Treasury's Plan for Regulatory Overhaul Annoints the Fed As Wall Street's Supercop
By Ivy SchmerkenApr 8, 2008 at 01:49 PM ET
As Treasury Secretary Henry Paulson’s plan to overhaul financial market regulation makes its way through Washington, the question is how could this impact broker dealers, asset managers and hedge funds. Would there be less regulation for the sake of global competitiveness as some opponents contend? And which entity would oversee the opaque world of OTC derivatives?
While there are many aspects to the sweeping blueprint for redesigning financial markets regulation - two of the most critical parts are the proposed merger of the SEC with the CFTC and the move toward principle-based regulation.
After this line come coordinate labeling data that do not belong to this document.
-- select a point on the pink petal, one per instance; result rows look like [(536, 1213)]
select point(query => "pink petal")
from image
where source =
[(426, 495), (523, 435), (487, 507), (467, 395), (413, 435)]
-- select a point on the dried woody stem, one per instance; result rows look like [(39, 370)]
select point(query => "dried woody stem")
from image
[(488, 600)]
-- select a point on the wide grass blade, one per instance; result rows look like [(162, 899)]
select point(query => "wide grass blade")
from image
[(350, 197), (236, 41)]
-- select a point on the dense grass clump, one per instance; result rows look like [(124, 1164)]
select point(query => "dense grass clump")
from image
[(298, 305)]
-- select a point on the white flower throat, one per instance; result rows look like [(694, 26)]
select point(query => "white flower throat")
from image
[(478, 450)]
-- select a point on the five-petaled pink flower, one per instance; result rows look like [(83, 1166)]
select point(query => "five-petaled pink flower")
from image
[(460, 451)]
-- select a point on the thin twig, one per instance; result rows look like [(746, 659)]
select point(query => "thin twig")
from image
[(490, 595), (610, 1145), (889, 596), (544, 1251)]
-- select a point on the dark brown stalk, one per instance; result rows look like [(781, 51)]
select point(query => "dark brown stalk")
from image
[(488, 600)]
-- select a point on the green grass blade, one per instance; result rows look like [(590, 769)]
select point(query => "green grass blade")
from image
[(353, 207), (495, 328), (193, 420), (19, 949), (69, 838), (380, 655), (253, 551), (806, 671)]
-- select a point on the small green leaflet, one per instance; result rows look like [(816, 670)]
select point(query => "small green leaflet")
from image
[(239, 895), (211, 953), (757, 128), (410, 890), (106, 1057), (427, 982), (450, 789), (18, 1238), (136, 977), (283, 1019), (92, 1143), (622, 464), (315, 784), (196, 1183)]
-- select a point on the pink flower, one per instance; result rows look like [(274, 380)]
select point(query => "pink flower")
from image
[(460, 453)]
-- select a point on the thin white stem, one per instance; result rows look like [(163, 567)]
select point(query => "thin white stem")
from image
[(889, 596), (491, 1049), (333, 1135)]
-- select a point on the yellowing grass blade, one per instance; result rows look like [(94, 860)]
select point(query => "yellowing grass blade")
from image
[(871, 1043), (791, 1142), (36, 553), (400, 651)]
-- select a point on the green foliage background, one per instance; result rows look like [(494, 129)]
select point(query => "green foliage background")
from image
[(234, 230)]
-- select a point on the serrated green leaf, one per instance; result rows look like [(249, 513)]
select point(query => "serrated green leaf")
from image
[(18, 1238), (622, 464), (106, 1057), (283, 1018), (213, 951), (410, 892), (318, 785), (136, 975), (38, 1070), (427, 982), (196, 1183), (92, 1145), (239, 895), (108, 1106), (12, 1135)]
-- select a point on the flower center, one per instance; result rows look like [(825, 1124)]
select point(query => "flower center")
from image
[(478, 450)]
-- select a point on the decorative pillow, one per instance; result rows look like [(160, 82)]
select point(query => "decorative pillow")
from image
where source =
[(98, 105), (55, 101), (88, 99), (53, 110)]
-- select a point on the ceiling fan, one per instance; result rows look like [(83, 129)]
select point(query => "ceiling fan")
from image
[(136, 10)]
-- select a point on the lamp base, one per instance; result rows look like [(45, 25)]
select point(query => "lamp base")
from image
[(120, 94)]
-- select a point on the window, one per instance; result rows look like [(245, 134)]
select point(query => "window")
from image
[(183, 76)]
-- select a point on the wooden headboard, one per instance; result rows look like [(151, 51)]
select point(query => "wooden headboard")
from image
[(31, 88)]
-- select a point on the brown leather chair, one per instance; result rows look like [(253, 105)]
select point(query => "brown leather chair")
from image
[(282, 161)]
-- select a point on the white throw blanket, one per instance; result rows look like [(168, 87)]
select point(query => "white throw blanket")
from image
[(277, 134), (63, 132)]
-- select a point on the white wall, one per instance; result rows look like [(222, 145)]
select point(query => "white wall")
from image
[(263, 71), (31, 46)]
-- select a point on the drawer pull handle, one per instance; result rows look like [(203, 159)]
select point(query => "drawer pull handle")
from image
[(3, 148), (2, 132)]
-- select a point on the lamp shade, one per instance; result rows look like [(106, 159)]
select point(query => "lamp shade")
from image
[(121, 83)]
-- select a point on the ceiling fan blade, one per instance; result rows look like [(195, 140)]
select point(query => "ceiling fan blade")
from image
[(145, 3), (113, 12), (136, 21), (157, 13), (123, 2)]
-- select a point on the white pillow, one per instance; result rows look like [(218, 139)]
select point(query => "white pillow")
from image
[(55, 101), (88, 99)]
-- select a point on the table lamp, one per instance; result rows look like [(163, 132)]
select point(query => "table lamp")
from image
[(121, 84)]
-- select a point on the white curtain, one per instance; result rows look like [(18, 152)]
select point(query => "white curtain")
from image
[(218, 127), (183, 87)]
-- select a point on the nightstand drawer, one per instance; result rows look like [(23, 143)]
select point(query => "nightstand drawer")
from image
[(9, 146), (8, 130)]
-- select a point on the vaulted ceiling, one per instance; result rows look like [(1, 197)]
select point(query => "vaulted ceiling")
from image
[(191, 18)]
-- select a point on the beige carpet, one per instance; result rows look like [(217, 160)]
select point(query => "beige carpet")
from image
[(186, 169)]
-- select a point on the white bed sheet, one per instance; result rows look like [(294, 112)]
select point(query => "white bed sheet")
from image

If the SEC, which is mainly led by lawyers and the CFTC, which is led by economists, were to merge, says Larry Tabb, founder and CEO of The TABB Group, “The SEC’s authority will be consolidated and the way they regulate will be significantly changed.” Since lawyers like to ”create rules and that’s generally not the way the CFTC works, there will be conflict between the two ways of approaching challenges in the markets and thinking about solutions,” says Tabb. He predicts the SEC will tilt its approach more to the way of the CFTC. If that happens, exchanges could get a break on all the red tape and time-consuming comment periods they endure to get new products and transaction fees approved, say sources.
“The process to change your pricing structure at the exchange level can take nine months, whereas on the CFTC, they work on a policy basis,” explains Tabb. “As long as you are comfortable with the pricing you issue, that’s fine with us,” says Tabb referring to the CFTC. So the futures industry can almost immediately change pricing, add new products and alter their market structure, while the equities and options exchanges cannot.
The Treasury plan is also urging Washington to adopt a principle-based approach to regulation, which is the way the CFTC works. Instead of a rule-based approach, which is what we currently have, a principle-based approach would regulate firms based upon the type of business they are doing. Tabb says, “This is very good in that you’ve got retail banks, commercial banks and to a certain extent hedge funds and investment managers all doing the same thing and all regulated in different ways, and in some cases, not being regulated at all. So trying to put a consistent approach to the activities you are involved in dictates how you get regulated instead of how you are registered,” says Tabb.
Still, the one area that I’m most intrigued with is the rise of the Federal Reserve as the ultimate supercop to police the capital markets firms. “The Fed will wind up basically regulating the broker-dealers which is in exchange for letting them have access to the discount window,” says Tabb. In fact, Paulson is proposing a Market Stability Regulator under the Fed, which would send in swat teams when they detect a problem. (Perhaps this would work well when hedge funds borrow 30 times their assets to bet on sub-prime mortgages and CDOs.)
Everyone says with the Fed giving investment banks the right to borrow funds at the discount window, this has opened up Wall Street firms to more regulatory scrutiny – perhaps in the form of audits or higher capital reserves to cover their positions in risky mortgage securities.
With the Federal Reserve rescuing Bear Stearns from bankruptcy and arranging the firesale to JP Morgan Chase, the Fed has proven it can intervene in a crisis and save the markets from systemic risk — even though it means using taxpayer’s money. But what about all these other regulatory bodies, i.e., the SEC, the Office of the Comptroller of the Currency, state regulators and FINRA, that send in auditors and supposedly scrutinize he balance sheets of what asset managers and brokers are doing? Well, they missed the boat on the credit crisis and didn’t notice that Bear Stearns was in trouble even when there rumors of a liquidity crisis. Is that why we’re sending in the Fed? Is it because we have too many regulators, that they are not seeing warning signs? “That is true as well,” says Tabb. “Depending upon the organization, different organizations are regulated differently and different products are regulated by different regulators,” says Tabb.
“As we move toward more cross-asset class trading or investment schemes it becomes much more difficult to regulate these transactions,” continues Tabb. If we have separate regulators for futures and cash instruments, it becomes much more difficult to regulate the whole transaction, he adds. “One set of regulators monitors the futures side, and one set monitors the cash side and certain OTC transactions are not regulated at all,” he says. “That’s why the Fed is stepping in.”
While no one expects Treasury’s plan for regulatory structural changes to be adopted in the near term — because this is an election year and the Bush Administration is in lame duck mode — many of the proposals such as the role of the Fed in regulating the broker are gaining traction. It will be interesting to monitor this as the debate unfolds.